Des services secrets, nous ne savons que les échecs et rarement les succès. Si l'échec provoque l'anathème, l'ingratitude est fille de la victoire. Quand à la gloire, il faut l'oublier, elle est pour les autres...

dimanche 28 juin 2015

Yassin Salhi intéresse aussi le SRC


Yassin Salhi, soupçonné d’avoir décapité son patron avant de commettre un attentat en Isère, a commencé à parler aux enquêteurs samedi soir après avoir gardé le silence depuis son arrestation.



L'auteur présumé de l'attentat de Saint-Quentin-Fallavier (Isère), Yassin Salhi, 35 ans, s'est radicalisé à Pontarlier (Doubs) au début des années 2000 au contact d'un homme soupçonné d'avoir préparé avec des militants d'Al-Qaïda des attentats en Indonésie.

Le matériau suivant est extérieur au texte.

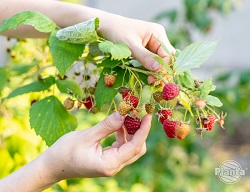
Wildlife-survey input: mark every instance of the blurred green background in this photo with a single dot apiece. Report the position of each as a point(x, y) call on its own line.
point(168, 165)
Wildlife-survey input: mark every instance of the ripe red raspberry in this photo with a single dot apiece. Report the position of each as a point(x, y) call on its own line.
point(88, 102)
point(132, 124)
point(132, 100)
point(126, 93)
point(170, 91)
point(109, 80)
point(169, 128)
point(163, 114)
point(209, 123)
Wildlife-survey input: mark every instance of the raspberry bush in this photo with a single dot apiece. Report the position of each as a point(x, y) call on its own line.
point(99, 75)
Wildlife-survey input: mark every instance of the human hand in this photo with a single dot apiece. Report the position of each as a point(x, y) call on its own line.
point(80, 154)
point(140, 36)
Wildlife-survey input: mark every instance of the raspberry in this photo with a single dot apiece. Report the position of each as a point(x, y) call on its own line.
point(169, 128)
point(181, 130)
point(132, 124)
point(124, 108)
point(170, 91)
point(210, 122)
point(94, 110)
point(122, 90)
point(126, 93)
point(132, 100)
point(158, 96)
point(163, 114)
point(88, 102)
point(200, 104)
point(69, 103)
point(149, 108)
point(109, 80)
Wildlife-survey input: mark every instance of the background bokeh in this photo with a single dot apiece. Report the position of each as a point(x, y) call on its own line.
point(168, 165)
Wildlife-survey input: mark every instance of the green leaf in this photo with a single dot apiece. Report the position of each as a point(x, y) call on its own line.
point(64, 54)
point(36, 86)
point(213, 101)
point(21, 68)
point(81, 33)
point(187, 79)
point(35, 19)
point(194, 55)
point(118, 51)
point(103, 93)
point(108, 62)
point(163, 46)
point(164, 64)
point(206, 87)
point(68, 86)
point(3, 77)
point(50, 119)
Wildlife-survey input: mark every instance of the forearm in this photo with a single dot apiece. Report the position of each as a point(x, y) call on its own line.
point(35, 176)
point(63, 14)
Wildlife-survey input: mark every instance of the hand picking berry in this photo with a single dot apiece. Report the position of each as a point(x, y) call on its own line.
point(109, 79)
point(124, 108)
point(149, 108)
point(164, 114)
point(69, 103)
point(181, 130)
point(88, 102)
point(209, 123)
point(170, 91)
point(132, 124)
point(169, 128)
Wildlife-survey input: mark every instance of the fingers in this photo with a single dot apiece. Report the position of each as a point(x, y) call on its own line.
point(109, 125)
point(134, 147)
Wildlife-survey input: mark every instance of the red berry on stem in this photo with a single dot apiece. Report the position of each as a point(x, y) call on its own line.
point(132, 100)
point(164, 114)
point(170, 91)
point(169, 128)
point(109, 80)
point(210, 122)
point(88, 102)
point(132, 124)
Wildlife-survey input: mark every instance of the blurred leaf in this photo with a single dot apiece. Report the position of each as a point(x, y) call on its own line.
point(35, 19)
point(194, 55)
point(64, 54)
point(20, 68)
point(206, 87)
point(213, 101)
point(36, 86)
point(103, 93)
point(6, 163)
point(50, 119)
point(110, 63)
point(3, 77)
point(164, 64)
point(187, 79)
point(81, 33)
point(69, 86)
point(118, 51)
point(94, 49)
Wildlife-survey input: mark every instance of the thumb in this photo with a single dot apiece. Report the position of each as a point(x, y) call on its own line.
point(145, 57)
point(109, 125)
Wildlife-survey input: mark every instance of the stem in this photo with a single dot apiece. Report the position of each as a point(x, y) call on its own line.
point(197, 112)
point(147, 73)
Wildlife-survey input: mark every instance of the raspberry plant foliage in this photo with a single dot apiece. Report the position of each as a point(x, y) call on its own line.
point(80, 61)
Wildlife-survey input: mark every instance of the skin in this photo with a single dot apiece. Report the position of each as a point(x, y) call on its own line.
point(79, 154)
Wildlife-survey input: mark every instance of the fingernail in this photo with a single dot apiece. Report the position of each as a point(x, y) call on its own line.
point(155, 65)
point(118, 116)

Aucun élément ne permet pour l'heure de relier cet homme, Frédéric Jean Salvi, à l'action terroriste de vendredi, qui a coûté la vie à un chef d'entreprise du Rhône, dont le corps a été retrouvé décapité, ont toutefois relevé des sources proches du dossier. Le suspect de l'attentat en Isère a envoyé un selfie macabre avec la tête de sa victime décapitée, a-t-on appris samedi.

Arrêté en 2000 et condamné pour un trafic de stupéfiants à la faculté des sports de Besançon (Staps) où il étudiait, Salvi est libéré en 2001 et revient en 2003-2004 à Pontarlier, sa ville natale, selon une source proche de l'enquête. Durant sa détention, il s'est converti à l'islam et semble s'être radicalisé.

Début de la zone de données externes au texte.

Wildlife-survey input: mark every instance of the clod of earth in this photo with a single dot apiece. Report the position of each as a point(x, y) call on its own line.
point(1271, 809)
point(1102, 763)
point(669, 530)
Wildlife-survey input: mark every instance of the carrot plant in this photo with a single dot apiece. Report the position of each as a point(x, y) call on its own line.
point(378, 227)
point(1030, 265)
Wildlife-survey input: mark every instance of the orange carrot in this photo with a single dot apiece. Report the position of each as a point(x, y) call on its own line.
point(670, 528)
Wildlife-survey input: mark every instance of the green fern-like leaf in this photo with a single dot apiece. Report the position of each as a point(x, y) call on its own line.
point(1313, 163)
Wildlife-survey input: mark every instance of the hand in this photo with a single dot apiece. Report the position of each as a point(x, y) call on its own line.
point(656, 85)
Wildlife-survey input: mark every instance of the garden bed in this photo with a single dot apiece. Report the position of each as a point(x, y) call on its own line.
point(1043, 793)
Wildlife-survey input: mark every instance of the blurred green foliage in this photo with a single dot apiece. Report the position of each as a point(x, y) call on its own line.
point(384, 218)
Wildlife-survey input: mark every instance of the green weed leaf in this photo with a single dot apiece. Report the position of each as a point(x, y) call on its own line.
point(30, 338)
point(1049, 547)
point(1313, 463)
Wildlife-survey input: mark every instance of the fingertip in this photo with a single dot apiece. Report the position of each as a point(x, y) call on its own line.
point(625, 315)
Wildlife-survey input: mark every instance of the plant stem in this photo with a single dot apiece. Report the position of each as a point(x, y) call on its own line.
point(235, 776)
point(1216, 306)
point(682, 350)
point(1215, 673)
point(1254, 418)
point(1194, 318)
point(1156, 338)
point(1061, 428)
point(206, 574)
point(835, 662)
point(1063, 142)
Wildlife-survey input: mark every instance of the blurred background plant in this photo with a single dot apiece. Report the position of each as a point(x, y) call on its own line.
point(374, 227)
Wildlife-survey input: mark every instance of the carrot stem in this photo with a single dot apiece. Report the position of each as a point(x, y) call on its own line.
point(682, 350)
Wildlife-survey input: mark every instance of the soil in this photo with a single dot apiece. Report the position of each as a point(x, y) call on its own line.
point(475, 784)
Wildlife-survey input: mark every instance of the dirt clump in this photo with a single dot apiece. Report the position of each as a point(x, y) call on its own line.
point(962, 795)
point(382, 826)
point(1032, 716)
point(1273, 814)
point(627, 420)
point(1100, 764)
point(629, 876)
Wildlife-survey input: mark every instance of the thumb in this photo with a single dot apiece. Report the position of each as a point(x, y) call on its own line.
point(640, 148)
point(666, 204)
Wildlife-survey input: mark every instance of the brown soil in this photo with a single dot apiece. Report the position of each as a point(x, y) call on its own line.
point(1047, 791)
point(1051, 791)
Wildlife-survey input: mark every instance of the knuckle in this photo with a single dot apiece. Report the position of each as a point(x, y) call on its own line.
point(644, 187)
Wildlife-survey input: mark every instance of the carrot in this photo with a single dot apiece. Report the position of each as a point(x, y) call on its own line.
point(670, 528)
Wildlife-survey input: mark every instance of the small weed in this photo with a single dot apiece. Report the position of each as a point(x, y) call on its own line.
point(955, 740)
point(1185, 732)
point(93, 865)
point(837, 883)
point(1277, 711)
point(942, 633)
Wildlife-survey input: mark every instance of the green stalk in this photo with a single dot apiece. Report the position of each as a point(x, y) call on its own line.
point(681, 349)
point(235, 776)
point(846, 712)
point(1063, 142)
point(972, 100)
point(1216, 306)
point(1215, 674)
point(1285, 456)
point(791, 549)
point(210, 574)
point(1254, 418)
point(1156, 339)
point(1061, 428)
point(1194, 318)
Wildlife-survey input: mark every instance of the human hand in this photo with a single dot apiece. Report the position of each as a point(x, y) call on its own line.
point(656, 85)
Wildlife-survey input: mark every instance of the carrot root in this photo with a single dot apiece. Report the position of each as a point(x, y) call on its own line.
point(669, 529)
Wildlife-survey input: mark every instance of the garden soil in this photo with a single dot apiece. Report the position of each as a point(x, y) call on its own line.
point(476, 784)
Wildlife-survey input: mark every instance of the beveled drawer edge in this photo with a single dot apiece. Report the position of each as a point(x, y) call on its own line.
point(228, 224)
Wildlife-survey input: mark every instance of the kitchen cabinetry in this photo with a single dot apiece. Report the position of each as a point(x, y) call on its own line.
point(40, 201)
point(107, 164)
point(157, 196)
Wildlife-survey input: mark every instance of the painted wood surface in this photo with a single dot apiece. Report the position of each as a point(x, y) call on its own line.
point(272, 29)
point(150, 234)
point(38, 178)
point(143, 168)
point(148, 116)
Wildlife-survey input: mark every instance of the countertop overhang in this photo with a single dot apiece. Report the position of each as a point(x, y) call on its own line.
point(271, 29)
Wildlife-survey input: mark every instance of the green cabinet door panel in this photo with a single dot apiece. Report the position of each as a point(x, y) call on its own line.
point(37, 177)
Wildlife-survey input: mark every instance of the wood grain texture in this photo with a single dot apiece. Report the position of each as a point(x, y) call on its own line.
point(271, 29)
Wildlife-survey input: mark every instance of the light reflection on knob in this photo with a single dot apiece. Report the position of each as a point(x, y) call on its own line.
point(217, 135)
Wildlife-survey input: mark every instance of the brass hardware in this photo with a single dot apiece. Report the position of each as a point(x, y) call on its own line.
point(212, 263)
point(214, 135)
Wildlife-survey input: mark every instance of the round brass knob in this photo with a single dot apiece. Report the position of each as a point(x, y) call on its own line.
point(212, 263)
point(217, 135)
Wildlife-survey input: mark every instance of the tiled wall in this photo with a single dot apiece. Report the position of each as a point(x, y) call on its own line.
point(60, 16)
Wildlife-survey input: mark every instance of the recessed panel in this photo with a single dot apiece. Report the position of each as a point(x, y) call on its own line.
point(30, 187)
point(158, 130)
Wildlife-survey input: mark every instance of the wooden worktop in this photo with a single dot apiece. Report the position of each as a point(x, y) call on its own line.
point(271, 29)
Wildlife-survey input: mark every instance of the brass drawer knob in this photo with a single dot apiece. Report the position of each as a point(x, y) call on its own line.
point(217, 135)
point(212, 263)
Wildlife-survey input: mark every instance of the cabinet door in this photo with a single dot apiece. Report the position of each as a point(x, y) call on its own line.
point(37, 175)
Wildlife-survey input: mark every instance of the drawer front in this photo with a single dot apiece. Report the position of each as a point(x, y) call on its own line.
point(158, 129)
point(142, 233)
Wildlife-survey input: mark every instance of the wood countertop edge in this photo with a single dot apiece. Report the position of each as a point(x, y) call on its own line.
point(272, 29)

Salvi, alias Ali ou "le Grand Ali"

Yassin Salhi, dont le casier judiciaire est vierge, est repéré par les services spécialisés au sein d'un groupe de sept ou huit jeunes adeptes de l'islam radical sous l'influence de Salvi, alias Ali ou "le Grand Ali", qui fréquente la mosquée de Pontarlier. C'est ce qui avait attiré l'attention des services de renseignements sur Salhi, qui sera l'objet d'une "fiche S" entre 2006 et 2008. Salhi est réapparu plus récemment, mais de manière moins précise, par le biais de signalements effectués par son voisinage sur des agissements jugés suspects.

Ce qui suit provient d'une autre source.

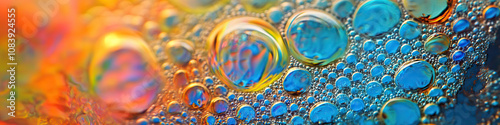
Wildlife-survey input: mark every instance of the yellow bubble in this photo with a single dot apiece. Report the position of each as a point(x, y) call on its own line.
point(246, 53)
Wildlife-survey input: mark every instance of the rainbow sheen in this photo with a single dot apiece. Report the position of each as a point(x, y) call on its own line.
point(323, 112)
point(414, 74)
point(375, 17)
point(437, 43)
point(399, 111)
point(297, 81)
point(123, 73)
point(196, 96)
point(315, 38)
point(430, 11)
point(246, 53)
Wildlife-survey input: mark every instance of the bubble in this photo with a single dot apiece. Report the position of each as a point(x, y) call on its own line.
point(323, 112)
point(297, 81)
point(246, 53)
point(399, 111)
point(179, 51)
point(123, 73)
point(196, 96)
point(373, 89)
point(245, 113)
point(343, 8)
point(315, 38)
point(198, 6)
point(357, 104)
point(437, 43)
point(258, 5)
point(409, 29)
point(491, 12)
point(296, 120)
point(460, 25)
point(219, 105)
point(375, 17)
point(174, 107)
point(414, 74)
point(278, 108)
point(429, 11)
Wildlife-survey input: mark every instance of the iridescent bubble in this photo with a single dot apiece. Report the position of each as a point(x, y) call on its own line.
point(409, 29)
point(373, 89)
point(245, 113)
point(179, 51)
point(258, 5)
point(315, 37)
point(399, 111)
point(437, 43)
point(375, 17)
point(219, 105)
point(198, 6)
point(491, 12)
point(246, 53)
point(196, 96)
point(343, 8)
point(278, 108)
point(297, 81)
point(123, 72)
point(460, 25)
point(414, 74)
point(429, 11)
point(323, 112)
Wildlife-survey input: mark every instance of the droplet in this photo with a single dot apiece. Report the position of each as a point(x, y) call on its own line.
point(399, 111)
point(414, 74)
point(315, 37)
point(323, 112)
point(297, 81)
point(196, 96)
point(429, 11)
point(375, 17)
point(246, 53)
point(409, 29)
point(123, 72)
point(245, 113)
point(179, 51)
point(437, 43)
point(198, 6)
point(278, 108)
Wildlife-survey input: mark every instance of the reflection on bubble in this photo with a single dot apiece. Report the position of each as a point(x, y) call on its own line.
point(437, 43)
point(196, 96)
point(315, 38)
point(297, 81)
point(415, 74)
point(198, 6)
point(246, 53)
point(400, 111)
point(430, 11)
point(122, 72)
point(323, 112)
point(375, 17)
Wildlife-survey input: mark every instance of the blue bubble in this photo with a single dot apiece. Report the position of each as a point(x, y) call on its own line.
point(409, 29)
point(323, 112)
point(414, 74)
point(245, 113)
point(297, 81)
point(377, 70)
point(400, 111)
point(342, 82)
point(373, 89)
point(278, 108)
point(386, 17)
point(460, 25)
point(357, 104)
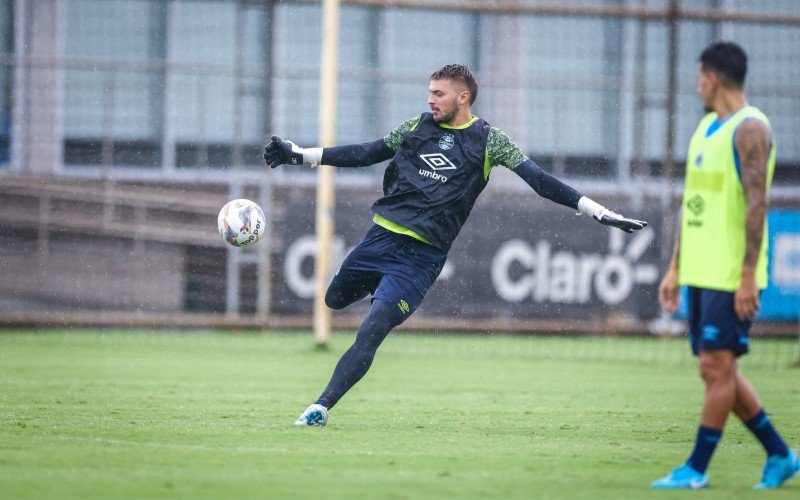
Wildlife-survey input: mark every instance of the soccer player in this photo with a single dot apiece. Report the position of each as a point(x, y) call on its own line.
point(440, 164)
point(721, 255)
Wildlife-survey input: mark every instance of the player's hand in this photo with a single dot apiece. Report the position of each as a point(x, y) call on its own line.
point(669, 291)
point(281, 152)
point(613, 219)
point(746, 302)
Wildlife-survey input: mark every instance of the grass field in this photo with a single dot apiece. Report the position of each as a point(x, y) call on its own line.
point(178, 414)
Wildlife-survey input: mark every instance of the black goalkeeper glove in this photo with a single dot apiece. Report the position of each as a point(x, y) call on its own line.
point(281, 152)
point(608, 218)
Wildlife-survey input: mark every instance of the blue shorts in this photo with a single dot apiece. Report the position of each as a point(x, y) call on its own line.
point(713, 325)
point(394, 268)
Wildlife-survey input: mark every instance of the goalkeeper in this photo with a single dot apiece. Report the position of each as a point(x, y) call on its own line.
point(440, 164)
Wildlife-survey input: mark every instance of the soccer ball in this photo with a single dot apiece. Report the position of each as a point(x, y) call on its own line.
point(241, 223)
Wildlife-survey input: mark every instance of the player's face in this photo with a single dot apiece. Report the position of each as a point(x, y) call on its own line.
point(446, 98)
point(707, 83)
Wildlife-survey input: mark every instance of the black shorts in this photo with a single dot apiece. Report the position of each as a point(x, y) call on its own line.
point(394, 268)
point(713, 325)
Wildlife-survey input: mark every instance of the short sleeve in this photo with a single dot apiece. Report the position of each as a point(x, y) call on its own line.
point(502, 150)
point(395, 138)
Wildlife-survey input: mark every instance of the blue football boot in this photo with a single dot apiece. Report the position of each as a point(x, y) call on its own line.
point(684, 477)
point(778, 469)
point(314, 415)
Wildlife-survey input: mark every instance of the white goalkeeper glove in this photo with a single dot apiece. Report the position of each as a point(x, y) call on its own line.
point(281, 152)
point(606, 217)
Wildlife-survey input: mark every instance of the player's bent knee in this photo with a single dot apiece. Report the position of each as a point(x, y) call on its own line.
point(334, 300)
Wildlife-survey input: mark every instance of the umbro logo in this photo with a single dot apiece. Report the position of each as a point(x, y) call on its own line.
point(437, 161)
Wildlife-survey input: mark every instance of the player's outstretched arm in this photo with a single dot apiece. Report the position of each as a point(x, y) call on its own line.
point(604, 216)
point(283, 152)
point(553, 189)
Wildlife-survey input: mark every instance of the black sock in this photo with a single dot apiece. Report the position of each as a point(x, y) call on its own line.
point(766, 433)
point(355, 362)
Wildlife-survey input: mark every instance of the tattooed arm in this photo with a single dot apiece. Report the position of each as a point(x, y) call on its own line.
point(752, 142)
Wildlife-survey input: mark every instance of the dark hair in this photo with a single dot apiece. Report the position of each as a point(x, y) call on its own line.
point(460, 73)
point(728, 60)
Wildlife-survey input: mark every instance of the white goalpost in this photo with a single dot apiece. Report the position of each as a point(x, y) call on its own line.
point(325, 185)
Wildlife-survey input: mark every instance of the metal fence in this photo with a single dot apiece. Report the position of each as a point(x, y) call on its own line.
point(126, 124)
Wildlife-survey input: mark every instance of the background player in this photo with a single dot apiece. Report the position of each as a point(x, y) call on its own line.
point(440, 164)
point(721, 254)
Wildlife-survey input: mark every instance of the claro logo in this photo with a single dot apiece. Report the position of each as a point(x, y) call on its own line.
point(521, 271)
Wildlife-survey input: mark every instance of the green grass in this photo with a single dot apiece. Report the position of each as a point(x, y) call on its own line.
point(175, 414)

Salvi, 36 ans, et aujourd'hui père de deux filles, aurait quitté la France en 2008. Son nom réapparaît en août 2010. Il est désigné par les autorités indonésiennes comme un suspect dans un projet d'attentat avec des militants d'Al-Qaïda à Djakarta. Salvi échappe à ce coup de filet, mais la police indonésienne arrête cinq personnes sur l'île de Java et saisit des substances explosives dans un atelier clandestin, ainsi qu'un véhicule appartenant à ce Français, qui devait, semble-t-il, servir à commettre un attentat à la voiture piégée. La police avait alors sollicité l'aide d'Interpol pour le retrouver.

Mouvance radicale

Frédéric Jean Salvi est désormais installé dans une ville britannique. "Les derniers contacts identifiés entre Salvi et Salhi remontent à assez longtemps". Des vérifications sont en cours pour voir s'il y a eu des contacts entre les deux hommes plus récemment.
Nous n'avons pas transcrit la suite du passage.